Words pass between us. She’s quivering, reduced to grief. She presses one hand to her heart, the other gripping the rush candle. No, no, no, she says. I look at her, I’m hard-eyed, arrogant. Why not? I say, scoffing at her. I cross my arms to hide the fact that I am shaking too, I look at her with my head up, tense, defiant. She puts her fist in her mouth, bites it. Tears roll down her cheeks. I tell her: Crying won’t help anything.
But what a relief it would be to weep, throw myself into her arms, drench the front of her dress in tears, sobbing in horror, despair—to have her rock me to and fro, crooning, to let myself be broken in front of her, gathered by her, resorbed.
I do not know why such surrender seemed to me worse than death.

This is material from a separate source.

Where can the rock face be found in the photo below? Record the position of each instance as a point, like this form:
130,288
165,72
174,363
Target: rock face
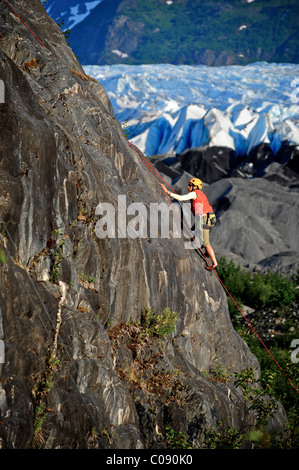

So, my mother trembles, staggers, weeps. She puts down the candle, she opens the pot in which we keep the tools, she brings out the old razor wrapped in cotton. She thinks we need to cut my hair, now, perhaps it will grow back normally. I refuse. She stands, aghast. The razor in her hand is like the enemy of my fate: my hair, the confirmation of destiny.
When my father comes home that night there is nothing to eat but cold datchi . My mother sits, weeping, in the corner. And I lie on my back, staring up at the slope of the thatched roof, stern, dry-eyed, with my hair in two plaits. My hair, the punishment of the gods. The pelt of the orangutan. Our house has already become the scene of a shipwreck. Fear crosses my father’s face, smoothed away at once, he puts his knapsack down and lowers the door curtain.